22 de septiembre 2022 - 00:00

Una película por la que no habría que preocuparse por ver

Corre la década de 1950. En medio del desierto californiano hay un pueblo que compite por ser la versión, con seres vivos, de las ciudades llenas de manequíes donde el gobierno testeaba sus bombas atómicas. El pueblo se llama Victory y es una especie de oasis para que parejas modernas de aquella era gozaran del sueño americano, con la prosperidad diseñada para gente acomodada como los protagonistas que interpretan Harry Styles y Florence Pugh, lo que se traduce en cocktails, electrodomésticos, casas y autos maravillosos.

Pero Victory tiene sus secretos y un lado maligno que pronto la pareja, y el espectador, irán descubriendo.

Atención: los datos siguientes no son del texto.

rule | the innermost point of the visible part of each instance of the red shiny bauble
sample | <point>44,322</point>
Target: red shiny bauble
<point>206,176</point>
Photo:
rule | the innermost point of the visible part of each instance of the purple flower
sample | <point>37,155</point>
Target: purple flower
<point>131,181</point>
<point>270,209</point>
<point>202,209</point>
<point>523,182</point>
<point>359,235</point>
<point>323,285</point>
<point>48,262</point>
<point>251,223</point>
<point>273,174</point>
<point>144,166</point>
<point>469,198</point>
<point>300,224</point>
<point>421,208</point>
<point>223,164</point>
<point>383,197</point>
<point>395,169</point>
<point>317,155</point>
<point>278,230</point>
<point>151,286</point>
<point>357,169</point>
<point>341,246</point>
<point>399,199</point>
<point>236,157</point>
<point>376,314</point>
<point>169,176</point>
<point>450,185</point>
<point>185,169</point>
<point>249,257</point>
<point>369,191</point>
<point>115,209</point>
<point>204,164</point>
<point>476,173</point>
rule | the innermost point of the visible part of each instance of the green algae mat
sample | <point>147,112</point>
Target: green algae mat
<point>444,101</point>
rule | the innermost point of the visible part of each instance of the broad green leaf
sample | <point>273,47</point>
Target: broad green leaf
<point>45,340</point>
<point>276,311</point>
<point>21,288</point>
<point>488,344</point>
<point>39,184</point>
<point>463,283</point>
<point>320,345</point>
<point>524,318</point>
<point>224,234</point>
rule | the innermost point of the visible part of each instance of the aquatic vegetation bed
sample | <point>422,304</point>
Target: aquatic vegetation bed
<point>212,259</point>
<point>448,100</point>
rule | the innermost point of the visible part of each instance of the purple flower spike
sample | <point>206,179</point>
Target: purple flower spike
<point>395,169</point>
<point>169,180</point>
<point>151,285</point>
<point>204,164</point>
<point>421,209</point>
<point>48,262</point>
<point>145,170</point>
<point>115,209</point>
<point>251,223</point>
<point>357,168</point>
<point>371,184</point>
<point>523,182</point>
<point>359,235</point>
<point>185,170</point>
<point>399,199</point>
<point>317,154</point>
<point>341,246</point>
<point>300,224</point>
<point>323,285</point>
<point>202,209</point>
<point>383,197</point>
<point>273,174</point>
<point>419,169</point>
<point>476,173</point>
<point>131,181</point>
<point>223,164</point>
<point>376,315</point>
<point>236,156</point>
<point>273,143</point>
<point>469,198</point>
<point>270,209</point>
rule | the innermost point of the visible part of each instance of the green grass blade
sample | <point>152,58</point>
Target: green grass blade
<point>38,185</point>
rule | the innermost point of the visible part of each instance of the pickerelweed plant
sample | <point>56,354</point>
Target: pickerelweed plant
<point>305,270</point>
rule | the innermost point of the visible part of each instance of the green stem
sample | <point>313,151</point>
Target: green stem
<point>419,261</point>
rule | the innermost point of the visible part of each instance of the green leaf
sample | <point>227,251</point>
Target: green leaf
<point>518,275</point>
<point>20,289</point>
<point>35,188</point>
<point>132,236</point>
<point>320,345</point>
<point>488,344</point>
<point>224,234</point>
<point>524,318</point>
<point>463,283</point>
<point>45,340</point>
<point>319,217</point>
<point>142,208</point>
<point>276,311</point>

Olivia Wilde, la directora que también se reservó un papel, parte de un guión que referencia el clásico de ciencia ficción de los ’70 “The Stepford Wives” y algunos otros films de sociedades futuristas distópicas, cuya visión de los años ’50 es más una realidad alternativa de la década de la Guerra Fría que una ambientación de época.

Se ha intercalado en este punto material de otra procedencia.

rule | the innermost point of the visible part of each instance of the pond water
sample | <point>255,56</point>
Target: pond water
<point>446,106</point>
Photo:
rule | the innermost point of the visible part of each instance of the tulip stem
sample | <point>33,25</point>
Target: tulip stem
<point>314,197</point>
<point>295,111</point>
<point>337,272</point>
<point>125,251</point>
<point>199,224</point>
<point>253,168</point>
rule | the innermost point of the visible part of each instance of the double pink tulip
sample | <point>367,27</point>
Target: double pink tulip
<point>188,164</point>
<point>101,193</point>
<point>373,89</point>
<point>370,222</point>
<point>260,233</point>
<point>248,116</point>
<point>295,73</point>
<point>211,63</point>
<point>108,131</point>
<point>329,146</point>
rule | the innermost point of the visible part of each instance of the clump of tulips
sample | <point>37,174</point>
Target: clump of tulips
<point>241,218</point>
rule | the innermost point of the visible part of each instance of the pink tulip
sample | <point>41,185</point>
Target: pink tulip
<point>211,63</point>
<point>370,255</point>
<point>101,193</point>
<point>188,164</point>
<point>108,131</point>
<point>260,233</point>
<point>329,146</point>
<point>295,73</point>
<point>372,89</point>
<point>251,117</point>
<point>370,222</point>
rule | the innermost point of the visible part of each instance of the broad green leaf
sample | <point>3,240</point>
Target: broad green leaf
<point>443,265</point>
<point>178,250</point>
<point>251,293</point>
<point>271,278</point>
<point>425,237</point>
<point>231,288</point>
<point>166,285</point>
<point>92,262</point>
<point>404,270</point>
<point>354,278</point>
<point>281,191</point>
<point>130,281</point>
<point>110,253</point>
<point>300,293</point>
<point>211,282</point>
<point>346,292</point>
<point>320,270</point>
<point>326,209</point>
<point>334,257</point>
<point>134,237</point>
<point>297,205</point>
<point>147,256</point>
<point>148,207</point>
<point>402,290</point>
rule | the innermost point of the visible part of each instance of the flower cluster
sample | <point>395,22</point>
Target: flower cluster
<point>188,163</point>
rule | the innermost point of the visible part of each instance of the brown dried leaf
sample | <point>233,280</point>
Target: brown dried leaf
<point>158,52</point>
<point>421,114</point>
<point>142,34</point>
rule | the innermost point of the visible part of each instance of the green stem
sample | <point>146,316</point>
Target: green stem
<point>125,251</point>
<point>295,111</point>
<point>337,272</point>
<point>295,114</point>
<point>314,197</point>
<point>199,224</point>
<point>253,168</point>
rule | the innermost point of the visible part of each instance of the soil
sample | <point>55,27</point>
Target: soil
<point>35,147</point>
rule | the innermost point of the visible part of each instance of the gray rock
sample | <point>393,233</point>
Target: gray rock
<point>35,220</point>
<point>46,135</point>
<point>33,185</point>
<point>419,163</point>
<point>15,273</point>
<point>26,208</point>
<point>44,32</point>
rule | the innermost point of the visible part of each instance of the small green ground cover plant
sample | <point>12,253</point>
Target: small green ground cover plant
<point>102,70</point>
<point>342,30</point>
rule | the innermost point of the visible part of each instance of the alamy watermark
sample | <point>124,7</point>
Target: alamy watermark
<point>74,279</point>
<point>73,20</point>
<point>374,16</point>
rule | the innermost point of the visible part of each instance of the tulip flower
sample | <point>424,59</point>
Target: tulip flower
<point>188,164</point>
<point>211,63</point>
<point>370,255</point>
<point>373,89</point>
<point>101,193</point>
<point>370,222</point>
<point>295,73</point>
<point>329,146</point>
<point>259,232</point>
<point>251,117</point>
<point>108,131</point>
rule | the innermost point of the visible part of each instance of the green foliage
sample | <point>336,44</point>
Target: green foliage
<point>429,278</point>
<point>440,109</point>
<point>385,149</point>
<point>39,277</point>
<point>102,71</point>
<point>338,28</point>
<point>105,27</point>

Pero el libro se sabotea a sí mismo permanentemente, y se pone al borde de “spoilear” el desenlace con una vuelta de tuerca. Sin embargo, entre los huecos argumentales, hay imágenes atractivas, con mucho kitsch y moda fifties intercalados con imaginativas escenas alucinatorias que ayudan a equilibrar el conjunto. Lo mismo se aplica a la música, la fotografía y a un llamativo elenco donde Harry Styles demuestra que, si bien no está como para abandonar su carrera de cantante, tampoco actual del todo mal.

“No te preocupes cariño” (“Don’t Worry, Darling”, EE.UU., 2022). Dir.: O. Wilde. Int.: F. Pugh, H. Styles, O. Wilde.